Petrópolis

Após sepultar familiares, sobrevivente diz que voltará às buscas por desaparecidos em Petrópolis

'Assim que enterrar minha irmã e meus sobrinhos, a gente vai estar lá até encontrar o último embaixo daquela terra', desabafou Armando Roque Júnior

Bombeiros, moradores e voluntários em busca de vítimas em Petrópolis após temporal - Carl Souza/AFP

Há 30 anos, Armando Roque Júnior, com 8 anos à época, deixava o Hospital Alcides Carneiro junto de seus pais que carregavam no colo Joyce Roque, sua irmã recém-nascida. Nesta quarta-feira (23), no mesmo terreno e a poucos passos da maternidade da unidade médica, Ademar aguarda no Instituto Médico-Legal (IML) a liberação do corpo de Joyce, grávida de sete meses, e de seus três sobrinhos mortos na tragédia de Petrópolis. Eles foram encontrados somente no oitavo dia de buscas na Chácara Flora em meio ao destroços.

Emocionado a cada vez que lembra da alegria da irmã e dos sobrinhos ou da até das broncas que ela dava neles ao fazer bagunça, Armando ainda encontra forças para continuar auxiliando na procura pelos desaparecidos no local. Firme, ele diz que assim que sepultar a irmã e os três sobrinhos tanto ele quanto o pai das crianças voltarão a vestir as botas, já cheias de lama, e ajudar a encontrar mais vítimas sob os escombros.

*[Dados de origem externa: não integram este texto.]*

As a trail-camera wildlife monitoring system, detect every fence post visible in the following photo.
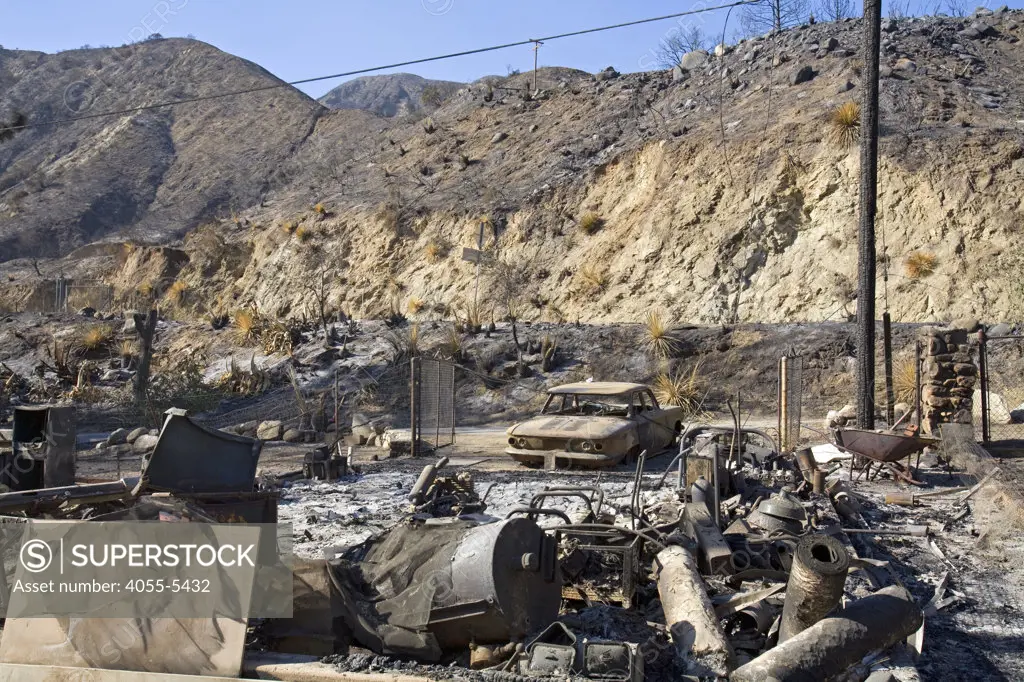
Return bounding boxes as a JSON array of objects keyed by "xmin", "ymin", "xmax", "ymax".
[
  {"xmin": 913, "ymin": 339, "xmax": 924, "ymax": 433},
  {"xmin": 882, "ymin": 310, "xmax": 896, "ymax": 426},
  {"xmin": 978, "ymin": 327, "xmax": 992, "ymax": 443},
  {"xmin": 778, "ymin": 355, "xmax": 790, "ymax": 451},
  {"xmin": 409, "ymin": 357, "xmax": 420, "ymax": 457}
]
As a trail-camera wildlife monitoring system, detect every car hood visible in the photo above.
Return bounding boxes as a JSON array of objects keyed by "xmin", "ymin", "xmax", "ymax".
[{"xmin": 508, "ymin": 415, "xmax": 633, "ymax": 440}]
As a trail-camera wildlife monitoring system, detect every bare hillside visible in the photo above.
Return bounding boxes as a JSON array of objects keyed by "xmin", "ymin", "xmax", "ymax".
[
  {"xmin": 0, "ymin": 39, "xmax": 324, "ymax": 260},
  {"xmin": 318, "ymin": 74, "xmax": 465, "ymax": 117},
  {"xmin": 0, "ymin": 11, "xmax": 1024, "ymax": 324}
]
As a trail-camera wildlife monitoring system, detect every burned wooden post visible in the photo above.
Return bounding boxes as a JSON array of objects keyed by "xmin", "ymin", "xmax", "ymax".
[
  {"xmin": 729, "ymin": 586, "xmax": 924, "ymax": 682},
  {"xmin": 134, "ymin": 309, "xmax": 157, "ymax": 407},
  {"xmin": 857, "ymin": 0, "xmax": 882, "ymax": 429}
]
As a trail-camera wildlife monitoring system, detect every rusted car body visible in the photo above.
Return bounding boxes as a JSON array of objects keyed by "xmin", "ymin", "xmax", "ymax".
[{"xmin": 505, "ymin": 382, "xmax": 683, "ymax": 467}]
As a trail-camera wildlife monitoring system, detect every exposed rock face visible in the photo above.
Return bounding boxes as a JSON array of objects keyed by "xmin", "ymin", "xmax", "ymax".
[
  {"xmin": 921, "ymin": 325, "xmax": 974, "ymax": 434},
  {"xmin": 319, "ymin": 74, "xmax": 465, "ymax": 117},
  {"xmin": 0, "ymin": 38, "xmax": 327, "ymax": 262},
  {"xmin": 0, "ymin": 10, "xmax": 1024, "ymax": 323}
]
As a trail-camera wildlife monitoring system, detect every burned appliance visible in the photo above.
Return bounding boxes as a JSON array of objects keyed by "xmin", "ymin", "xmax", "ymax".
[
  {"xmin": 140, "ymin": 409, "xmax": 279, "ymax": 523},
  {"xmin": 0, "ymin": 406, "xmax": 75, "ymax": 492},
  {"xmin": 267, "ymin": 517, "xmax": 561, "ymax": 662}
]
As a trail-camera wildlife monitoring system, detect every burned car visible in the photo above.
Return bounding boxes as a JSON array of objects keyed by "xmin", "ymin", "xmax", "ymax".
[{"xmin": 505, "ymin": 381, "xmax": 683, "ymax": 468}]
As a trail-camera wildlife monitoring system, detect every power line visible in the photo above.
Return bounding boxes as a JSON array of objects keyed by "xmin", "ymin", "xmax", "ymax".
[{"xmin": 4, "ymin": 0, "xmax": 761, "ymax": 131}]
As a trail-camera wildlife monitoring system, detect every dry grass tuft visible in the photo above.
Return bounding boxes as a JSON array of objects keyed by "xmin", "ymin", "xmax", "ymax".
[
  {"xmin": 81, "ymin": 325, "xmax": 114, "ymax": 350},
  {"xmin": 643, "ymin": 310, "xmax": 679, "ymax": 357},
  {"xmin": 118, "ymin": 339, "xmax": 138, "ymax": 357},
  {"xmin": 384, "ymin": 325, "xmax": 420, "ymax": 364},
  {"xmin": 231, "ymin": 308, "xmax": 260, "ymax": 344},
  {"xmin": 828, "ymin": 101, "xmax": 860, "ymax": 148},
  {"xmin": 652, "ymin": 363, "xmax": 703, "ymax": 417},
  {"xmin": 580, "ymin": 211, "xmax": 604, "ymax": 235},
  {"xmin": 903, "ymin": 251, "xmax": 939, "ymax": 280}
]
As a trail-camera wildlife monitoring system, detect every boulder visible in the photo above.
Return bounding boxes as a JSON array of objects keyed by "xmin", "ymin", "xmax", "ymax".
[
  {"xmin": 234, "ymin": 421, "xmax": 259, "ymax": 437},
  {"xmin": 125, "ymin": 426, "xmax": 150, "ymax": 444},
  {"xmin": 790, "ymin": 66, "xmax": 816, "ymax": 85},
  {"xmin": 106, "ymin": 429, "xmax": 128, "ymax": 445},
  {"xmin": 256, "ymin": 420, "xmax": 282, "ymax": 440},
  {"xmin": 679, "ymin": 50, "xmax": 708, "ymax": 71},
  {"xmin": 131, "ymin": 433, "xmax": 160, "ymax": 453}
]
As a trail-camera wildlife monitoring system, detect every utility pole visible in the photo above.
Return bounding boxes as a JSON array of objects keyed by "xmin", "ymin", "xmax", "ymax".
[
  {"xmin": 534, "ymin": 40, "xmax": 544, "ymax": 92},
  {"xmin": 857, "ymin": 0, "xmax": 882, "ymax": 429}
]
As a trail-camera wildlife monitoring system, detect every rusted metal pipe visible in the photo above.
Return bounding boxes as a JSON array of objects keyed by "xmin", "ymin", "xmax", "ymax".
[
  {"xmin": 778, "ymin": 534, "xmax": 850, "ymax": 642},
  {"xmin": 654, "ymin": 546, "xmax": 732, "ymax": 677},
  {"xmin": 729, "ymin": 586, "xmax": 924, "ymax": 682}
]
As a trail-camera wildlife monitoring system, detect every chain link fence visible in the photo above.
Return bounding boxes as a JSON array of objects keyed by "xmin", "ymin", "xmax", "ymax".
[{"xmin": 974, "ymin": 336, "xmax": 1024, "ymax": 442}]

— Ainda há quatro desaparecidos. Estamos desde a madrugada da terça-feira nas buscas. Por mais doloroso que seja, assim que enterrar minha irmã e meus sobrinhos, a gente vai estar lá até encontrar o último embaixo daquela terra. Todo mundo que tá aqui perdeu um ente querido. A nossa dor está a ponto de aliviar, mas tem gente que ainda está chorando e sangrando — disse Armando, que critica a falta de apoio do município às buscas por desaparecidos da tragédia na Região Serrana do Rio.

Aos poucos ele e a família começam a assimilar o tamanho da tragédia que os devastou. Neste primeiro momento o desejo é de deixar a cidade de Petrópolis onde a família vive há décadas. Hoje pela manhã,  ao despertar, Armando contou ter escutado a voz de Joyce.

— Quando acordei eu escutei a voz da minha irmã. Pensar que não vou ver a bagunça dos meus sobrinhos na varanda mais pela manhã — declarou Armando que é interrompido pelo choro da emoção que as boas lembranças trazem. Ele bebe um gole d'água,  recupera o fôlegoe continua a desabafar a dor do luto:

— Pensar que vai chegar no domingo e não terá eles fazendo bagunça e minha irmã gritando que vai pegar eles se não parassem. Dói. Dói cada momento que eu pisco o olho, a cada canto que olho lembro deles.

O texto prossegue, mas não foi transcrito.